Johannesburg - Angelo Agrizzi, the former chief operations officer of Bosasa Operations, will on Wednesday reach a week of testifying at the judicial commission of inquiry probing allegations of State capture, and is not yet finished.
This makes Agrizzi the witness who has testified the longest so far before the commission headed by Deputy Chief Justice Raymond Zondo since it began in August.
Agrizzi implicated senior members of the ruling ANC party, government officials, members of Parliament and trade union leaders in taking bribes from Bosasa chief executive Gavin Watson to give the company tenders.

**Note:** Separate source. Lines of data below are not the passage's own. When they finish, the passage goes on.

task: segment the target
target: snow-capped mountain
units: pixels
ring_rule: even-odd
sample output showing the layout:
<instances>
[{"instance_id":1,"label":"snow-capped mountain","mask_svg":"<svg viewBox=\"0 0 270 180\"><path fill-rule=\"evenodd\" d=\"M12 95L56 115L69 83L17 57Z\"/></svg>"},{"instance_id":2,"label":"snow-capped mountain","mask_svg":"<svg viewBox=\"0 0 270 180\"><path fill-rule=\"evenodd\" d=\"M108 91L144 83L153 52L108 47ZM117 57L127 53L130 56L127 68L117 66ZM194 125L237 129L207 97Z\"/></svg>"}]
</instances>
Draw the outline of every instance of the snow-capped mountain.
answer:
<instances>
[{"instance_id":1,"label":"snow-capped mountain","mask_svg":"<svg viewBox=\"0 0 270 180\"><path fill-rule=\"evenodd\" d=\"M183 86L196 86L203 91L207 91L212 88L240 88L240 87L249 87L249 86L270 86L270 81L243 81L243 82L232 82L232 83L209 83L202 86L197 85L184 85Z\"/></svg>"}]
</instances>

Agrizzi said Watson even bribed Bosasa management to buy their silence.
Bosasa cheated its way into winning four multi-billion rand contracts with the department of correctional services among others, for catering, access control, CCTV and fencing, he told the Zondo Commission.
He said the company used various methods to launder money and cheat tax authorities, including creating ghost workers, using fake invoices and creating fictitious companies.
WATCH THE LIVE FEED HERE:
WATCH THE MORNING SESSION:
To try and hide corruption evidence from the Special Investigative Unit, Bosasa orchestrated a fake server crash, set alight computers and a tranche of documents and buried them into a hole.
Bosasa was allegedly involved in facilitating and bankrolling the holiday trips and travel arrangements of senior government officials linked to its lucrative contracts using its VIP account with travel agent Blake's Travel.
Agrizzi has admitted he was complicit in these alleged corrupt practices during his 17 years at Bosasa. He is now under witness protection as he fears for his life after he blew the whistle.
He showed the commission a six-minute video in which Watson, together with Bosasa directors, counted R1 million in cash used for bribes inside a walk-in vault at Bosasa offices.
He said Bosasa, now trading as African Global Operations, spent between R4 million to R6 million per month to bribe officials to score government contracts worth more than R10 billion.
After his testimony, many of the people implicated are expected to apply to cross-examine Agrizzi.